THE Tenant Farmers Association (TFA) says farm rents are beginning to fall, but need to drop further.

An analysis of rent settlements on Agricultural Holdings Act tenancies in the year to April 2016 – and referred to the TFA’s Rent Databank – found a downward movement across most sectors.

Evidence also points to reductions in Farm Business Tenancy (FBT) reviews.

Katy Fox, TFA adviser, said in each case rents in the dairy sector had seen the largest fall, reflecting the current difficulties in that sector.

But FBT rents in the arable sector had seen the strongest downward movement over the past three years with decreases of 15 per cent on average for rent settlements reviewed in the year to April 2016.

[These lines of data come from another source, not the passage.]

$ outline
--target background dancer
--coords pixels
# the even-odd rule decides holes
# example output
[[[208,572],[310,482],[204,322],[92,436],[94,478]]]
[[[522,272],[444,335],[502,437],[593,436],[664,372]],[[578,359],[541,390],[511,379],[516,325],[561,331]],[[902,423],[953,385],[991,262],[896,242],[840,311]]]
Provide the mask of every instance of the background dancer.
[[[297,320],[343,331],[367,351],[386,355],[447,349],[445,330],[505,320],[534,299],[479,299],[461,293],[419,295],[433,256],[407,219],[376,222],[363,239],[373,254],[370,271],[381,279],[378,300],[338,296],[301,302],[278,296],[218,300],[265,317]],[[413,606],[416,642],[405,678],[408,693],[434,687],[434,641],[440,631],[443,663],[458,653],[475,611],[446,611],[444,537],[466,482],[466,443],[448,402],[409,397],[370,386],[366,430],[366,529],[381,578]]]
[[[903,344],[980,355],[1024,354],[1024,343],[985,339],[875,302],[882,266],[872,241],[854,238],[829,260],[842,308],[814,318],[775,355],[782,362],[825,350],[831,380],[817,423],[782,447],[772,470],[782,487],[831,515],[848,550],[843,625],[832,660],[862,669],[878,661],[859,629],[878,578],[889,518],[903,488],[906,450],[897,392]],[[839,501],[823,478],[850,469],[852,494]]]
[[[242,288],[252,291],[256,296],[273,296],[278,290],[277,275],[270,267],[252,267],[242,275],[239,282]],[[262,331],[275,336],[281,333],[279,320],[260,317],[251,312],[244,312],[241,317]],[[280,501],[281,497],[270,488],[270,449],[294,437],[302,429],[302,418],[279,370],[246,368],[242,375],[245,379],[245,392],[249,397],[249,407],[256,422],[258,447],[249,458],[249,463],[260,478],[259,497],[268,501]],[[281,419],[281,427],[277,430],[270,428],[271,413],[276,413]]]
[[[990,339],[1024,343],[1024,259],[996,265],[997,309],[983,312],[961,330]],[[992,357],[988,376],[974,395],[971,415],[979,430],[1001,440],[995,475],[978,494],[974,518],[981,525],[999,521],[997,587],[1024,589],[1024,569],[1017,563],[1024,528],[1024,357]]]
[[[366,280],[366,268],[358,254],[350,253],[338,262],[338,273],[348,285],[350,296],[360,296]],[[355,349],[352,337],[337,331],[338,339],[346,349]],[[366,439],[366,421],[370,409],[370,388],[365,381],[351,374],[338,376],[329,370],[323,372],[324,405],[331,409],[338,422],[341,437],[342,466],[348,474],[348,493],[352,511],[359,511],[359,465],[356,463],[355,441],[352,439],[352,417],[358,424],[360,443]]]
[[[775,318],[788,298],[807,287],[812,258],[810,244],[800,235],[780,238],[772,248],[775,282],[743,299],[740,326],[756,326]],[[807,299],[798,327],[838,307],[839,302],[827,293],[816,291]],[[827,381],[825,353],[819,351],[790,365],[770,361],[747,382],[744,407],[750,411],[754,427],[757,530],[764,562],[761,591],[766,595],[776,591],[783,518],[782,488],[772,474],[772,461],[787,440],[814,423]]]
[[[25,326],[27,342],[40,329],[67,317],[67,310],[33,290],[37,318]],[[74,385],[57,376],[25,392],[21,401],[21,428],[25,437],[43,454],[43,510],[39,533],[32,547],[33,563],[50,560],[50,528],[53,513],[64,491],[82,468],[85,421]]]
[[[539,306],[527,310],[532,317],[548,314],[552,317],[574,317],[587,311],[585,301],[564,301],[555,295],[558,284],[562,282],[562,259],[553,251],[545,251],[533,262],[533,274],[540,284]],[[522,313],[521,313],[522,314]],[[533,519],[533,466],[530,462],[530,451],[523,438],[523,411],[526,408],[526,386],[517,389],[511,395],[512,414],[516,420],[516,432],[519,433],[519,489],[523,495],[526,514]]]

She said: "There has been strong resistance from landlords to any rent reductions and the cost of going to arbitration has also had a dampening effect on rent review activities originating from tenants.

"However, where tenants are arguing their case reductions are being achieved and there is no reason, if current market conditions prevail, that these reductions should not become more frequent and deeper.

"Commodity prices have dropped substantially since three years ago and volatility in output and input prices should be taken into account when settling rents. Too often we are seeing this information being ignored by landlords who instead rely on comparable rents. It is vital that all relevant factors are looked at.

“In cases where a rent was properly reviewed three years ago and the character of the holding along with terms of the tenancy have not changed, given comparable rents are static or falling, the only change has been the major drop in commodity prices which has resulted in the related earning capacity of holdings being greatly reduced. Tenants with these circumstances can present a strong case to argue for rent reductions and should be doing so."